Content » Vol 48, Issue 9

Case report

Leg amputation and dystrophic epidermolysis bullosa: A case report with 15 years of follow-up

André Thevenon, MD1,4, Marguerite Preud’homme, MD1, Philippe Patenotre, MD2, Benoit Catteau3, MD, Anne Blanchard-Dauphin, MD1, Valérie Wieczorek, MD1 and Vincent Tiffreau, PhD1,4

From the 1Service de Médecine Physique et Réadaptation, 2Service de Chirurgie Adulte Ouest, 3Service de Dermatologie, CHRU and 4EA 4488, Université Nord de France, Faculté de Médecine, Lille, France

OBJECTIVE: Dystrophic epidermolysis bullosa is a rare disease characterized by widespread blistering of the skin and mucous membranes, which may ultimately prompt limb amputation. In this context, the outcome of fitting a prosthesis to a chronically wounded stump is not well known. Our patient’s experience (with 15 years of follow-up) should contribute to better knowledge of this topic.

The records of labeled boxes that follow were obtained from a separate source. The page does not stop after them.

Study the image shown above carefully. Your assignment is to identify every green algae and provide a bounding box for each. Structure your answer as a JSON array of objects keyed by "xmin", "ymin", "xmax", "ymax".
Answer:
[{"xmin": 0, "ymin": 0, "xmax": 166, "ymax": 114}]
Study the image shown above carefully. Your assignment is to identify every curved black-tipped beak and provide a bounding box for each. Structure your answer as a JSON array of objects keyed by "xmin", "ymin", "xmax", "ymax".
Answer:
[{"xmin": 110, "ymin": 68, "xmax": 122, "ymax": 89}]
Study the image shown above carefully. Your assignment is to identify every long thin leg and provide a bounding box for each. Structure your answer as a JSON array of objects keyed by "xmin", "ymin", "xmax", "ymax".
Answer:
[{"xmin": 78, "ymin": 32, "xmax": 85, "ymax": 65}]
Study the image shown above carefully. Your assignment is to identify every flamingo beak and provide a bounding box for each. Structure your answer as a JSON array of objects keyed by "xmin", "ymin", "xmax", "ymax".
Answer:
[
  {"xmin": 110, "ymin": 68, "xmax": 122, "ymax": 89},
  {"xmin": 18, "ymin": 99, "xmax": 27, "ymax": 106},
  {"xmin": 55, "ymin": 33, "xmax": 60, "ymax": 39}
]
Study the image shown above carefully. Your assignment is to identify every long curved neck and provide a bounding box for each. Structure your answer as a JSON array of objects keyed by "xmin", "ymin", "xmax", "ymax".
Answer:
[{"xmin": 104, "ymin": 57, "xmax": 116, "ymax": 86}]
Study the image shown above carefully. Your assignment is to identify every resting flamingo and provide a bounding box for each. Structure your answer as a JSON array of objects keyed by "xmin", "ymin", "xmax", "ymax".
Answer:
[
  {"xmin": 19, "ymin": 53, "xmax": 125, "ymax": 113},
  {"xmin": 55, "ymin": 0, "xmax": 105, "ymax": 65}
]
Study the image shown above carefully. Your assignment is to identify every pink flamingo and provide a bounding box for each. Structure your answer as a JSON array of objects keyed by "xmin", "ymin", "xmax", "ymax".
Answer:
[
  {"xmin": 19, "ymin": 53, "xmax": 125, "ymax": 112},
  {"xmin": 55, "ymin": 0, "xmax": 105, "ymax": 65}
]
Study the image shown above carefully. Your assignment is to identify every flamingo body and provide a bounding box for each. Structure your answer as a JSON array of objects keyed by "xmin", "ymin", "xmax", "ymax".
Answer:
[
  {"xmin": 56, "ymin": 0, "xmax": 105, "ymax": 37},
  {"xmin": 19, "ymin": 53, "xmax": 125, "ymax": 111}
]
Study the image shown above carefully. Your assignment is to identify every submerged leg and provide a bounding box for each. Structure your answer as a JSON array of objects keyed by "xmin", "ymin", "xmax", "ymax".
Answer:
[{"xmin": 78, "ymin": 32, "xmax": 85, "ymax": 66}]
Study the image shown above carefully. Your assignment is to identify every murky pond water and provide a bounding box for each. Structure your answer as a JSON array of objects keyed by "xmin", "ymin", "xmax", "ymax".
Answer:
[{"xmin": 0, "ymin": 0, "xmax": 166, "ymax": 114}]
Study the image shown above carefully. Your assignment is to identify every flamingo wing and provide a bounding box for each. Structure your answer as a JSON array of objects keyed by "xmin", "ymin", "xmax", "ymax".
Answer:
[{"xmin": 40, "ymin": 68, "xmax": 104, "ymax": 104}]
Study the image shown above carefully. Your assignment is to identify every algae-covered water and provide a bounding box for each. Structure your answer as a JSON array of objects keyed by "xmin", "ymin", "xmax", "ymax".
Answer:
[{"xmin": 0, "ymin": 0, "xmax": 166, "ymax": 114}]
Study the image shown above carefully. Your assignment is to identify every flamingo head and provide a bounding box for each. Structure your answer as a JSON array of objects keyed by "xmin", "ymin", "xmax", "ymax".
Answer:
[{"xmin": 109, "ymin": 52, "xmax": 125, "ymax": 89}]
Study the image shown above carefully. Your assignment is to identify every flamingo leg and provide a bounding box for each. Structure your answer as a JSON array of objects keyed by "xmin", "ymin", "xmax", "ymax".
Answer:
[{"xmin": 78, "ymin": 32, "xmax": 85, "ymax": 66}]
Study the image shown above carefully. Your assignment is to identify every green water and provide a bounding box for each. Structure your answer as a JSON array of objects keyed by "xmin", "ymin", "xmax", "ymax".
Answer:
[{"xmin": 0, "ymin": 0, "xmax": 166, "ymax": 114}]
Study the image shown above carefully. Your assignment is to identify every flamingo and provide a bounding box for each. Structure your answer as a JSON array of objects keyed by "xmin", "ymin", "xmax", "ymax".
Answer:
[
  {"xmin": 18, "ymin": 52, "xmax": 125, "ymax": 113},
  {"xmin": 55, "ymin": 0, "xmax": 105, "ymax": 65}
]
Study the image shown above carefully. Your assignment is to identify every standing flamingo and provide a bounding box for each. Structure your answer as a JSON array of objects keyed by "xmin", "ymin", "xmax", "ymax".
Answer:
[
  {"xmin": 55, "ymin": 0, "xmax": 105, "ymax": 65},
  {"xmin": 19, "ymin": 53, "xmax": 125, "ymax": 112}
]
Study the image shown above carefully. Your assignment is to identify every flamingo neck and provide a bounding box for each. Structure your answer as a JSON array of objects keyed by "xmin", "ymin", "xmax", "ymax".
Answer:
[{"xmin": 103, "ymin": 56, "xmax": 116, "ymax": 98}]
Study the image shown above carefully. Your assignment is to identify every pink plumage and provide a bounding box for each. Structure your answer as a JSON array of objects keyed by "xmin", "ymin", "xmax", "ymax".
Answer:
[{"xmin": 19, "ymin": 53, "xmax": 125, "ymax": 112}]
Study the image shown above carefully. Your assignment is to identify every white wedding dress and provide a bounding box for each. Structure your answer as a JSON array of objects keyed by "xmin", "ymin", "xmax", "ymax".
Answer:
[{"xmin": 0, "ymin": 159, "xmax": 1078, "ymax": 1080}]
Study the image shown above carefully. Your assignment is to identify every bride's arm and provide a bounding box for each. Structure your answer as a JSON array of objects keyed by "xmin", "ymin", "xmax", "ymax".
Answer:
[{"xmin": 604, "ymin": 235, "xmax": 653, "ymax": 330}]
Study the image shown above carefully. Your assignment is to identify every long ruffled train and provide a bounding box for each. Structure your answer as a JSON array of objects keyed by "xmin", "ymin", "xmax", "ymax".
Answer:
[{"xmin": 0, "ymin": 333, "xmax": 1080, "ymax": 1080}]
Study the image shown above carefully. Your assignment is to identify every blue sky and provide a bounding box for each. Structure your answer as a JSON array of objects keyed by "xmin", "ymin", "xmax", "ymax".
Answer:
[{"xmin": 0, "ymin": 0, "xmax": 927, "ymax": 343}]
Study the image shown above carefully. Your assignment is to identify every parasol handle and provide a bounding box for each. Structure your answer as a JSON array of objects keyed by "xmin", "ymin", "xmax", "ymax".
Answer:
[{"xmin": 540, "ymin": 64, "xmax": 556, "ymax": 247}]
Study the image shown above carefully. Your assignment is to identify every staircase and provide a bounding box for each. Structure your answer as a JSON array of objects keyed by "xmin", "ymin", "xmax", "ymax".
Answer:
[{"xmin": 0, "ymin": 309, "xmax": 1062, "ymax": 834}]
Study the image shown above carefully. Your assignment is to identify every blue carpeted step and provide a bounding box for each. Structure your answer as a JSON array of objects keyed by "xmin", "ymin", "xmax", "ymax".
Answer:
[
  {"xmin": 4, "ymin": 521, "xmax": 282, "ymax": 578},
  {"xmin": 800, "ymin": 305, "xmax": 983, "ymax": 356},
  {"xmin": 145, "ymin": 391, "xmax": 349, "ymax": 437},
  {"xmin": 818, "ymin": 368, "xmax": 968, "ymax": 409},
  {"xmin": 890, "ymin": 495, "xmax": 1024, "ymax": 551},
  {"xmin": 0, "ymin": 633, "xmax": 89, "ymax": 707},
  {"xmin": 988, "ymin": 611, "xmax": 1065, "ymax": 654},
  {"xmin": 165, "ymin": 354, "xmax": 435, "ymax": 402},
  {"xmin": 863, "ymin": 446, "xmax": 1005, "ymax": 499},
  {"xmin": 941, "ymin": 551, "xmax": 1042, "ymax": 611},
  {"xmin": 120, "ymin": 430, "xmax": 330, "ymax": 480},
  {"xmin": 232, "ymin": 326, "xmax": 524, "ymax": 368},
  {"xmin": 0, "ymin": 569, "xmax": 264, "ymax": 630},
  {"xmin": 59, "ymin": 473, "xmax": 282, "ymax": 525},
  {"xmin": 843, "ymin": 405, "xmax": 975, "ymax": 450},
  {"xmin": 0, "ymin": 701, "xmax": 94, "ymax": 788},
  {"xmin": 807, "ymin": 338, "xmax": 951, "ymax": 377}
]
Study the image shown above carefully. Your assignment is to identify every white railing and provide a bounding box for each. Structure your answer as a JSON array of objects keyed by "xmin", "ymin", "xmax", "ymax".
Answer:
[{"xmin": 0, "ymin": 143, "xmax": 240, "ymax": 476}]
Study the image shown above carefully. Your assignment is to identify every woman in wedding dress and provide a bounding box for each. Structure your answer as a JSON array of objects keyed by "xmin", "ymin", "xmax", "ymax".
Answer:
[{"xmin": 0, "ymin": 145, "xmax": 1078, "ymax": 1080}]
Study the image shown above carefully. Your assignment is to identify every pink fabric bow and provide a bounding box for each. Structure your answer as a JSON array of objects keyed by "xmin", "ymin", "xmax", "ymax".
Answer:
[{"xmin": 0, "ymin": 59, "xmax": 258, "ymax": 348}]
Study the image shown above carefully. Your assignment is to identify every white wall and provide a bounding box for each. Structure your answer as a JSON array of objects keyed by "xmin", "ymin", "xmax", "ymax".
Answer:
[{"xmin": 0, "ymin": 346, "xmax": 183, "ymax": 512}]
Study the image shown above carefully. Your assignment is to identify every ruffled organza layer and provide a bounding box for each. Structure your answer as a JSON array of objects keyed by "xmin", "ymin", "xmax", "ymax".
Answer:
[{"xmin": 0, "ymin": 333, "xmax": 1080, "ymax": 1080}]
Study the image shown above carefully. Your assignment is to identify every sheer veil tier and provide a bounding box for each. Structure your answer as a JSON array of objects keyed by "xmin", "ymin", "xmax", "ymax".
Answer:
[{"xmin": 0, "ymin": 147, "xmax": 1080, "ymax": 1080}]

CASE REPORT: A 37-year-old man presented with severe dystrophic epidermolysis bullosa. Recurrent skin carcinoma had led to an amputation below the knee. Despite incessant development of blisters on the stump and the need for wound dressing and padding, the patient has been able to walk freely with a prosthesis and a cane. A large number of skin sarcomas were excised over the 15-year period of prosthesis use. Two falls have resulted in limb fractures. A new sarcoma on the stump marked the end of the use of the prosthesis.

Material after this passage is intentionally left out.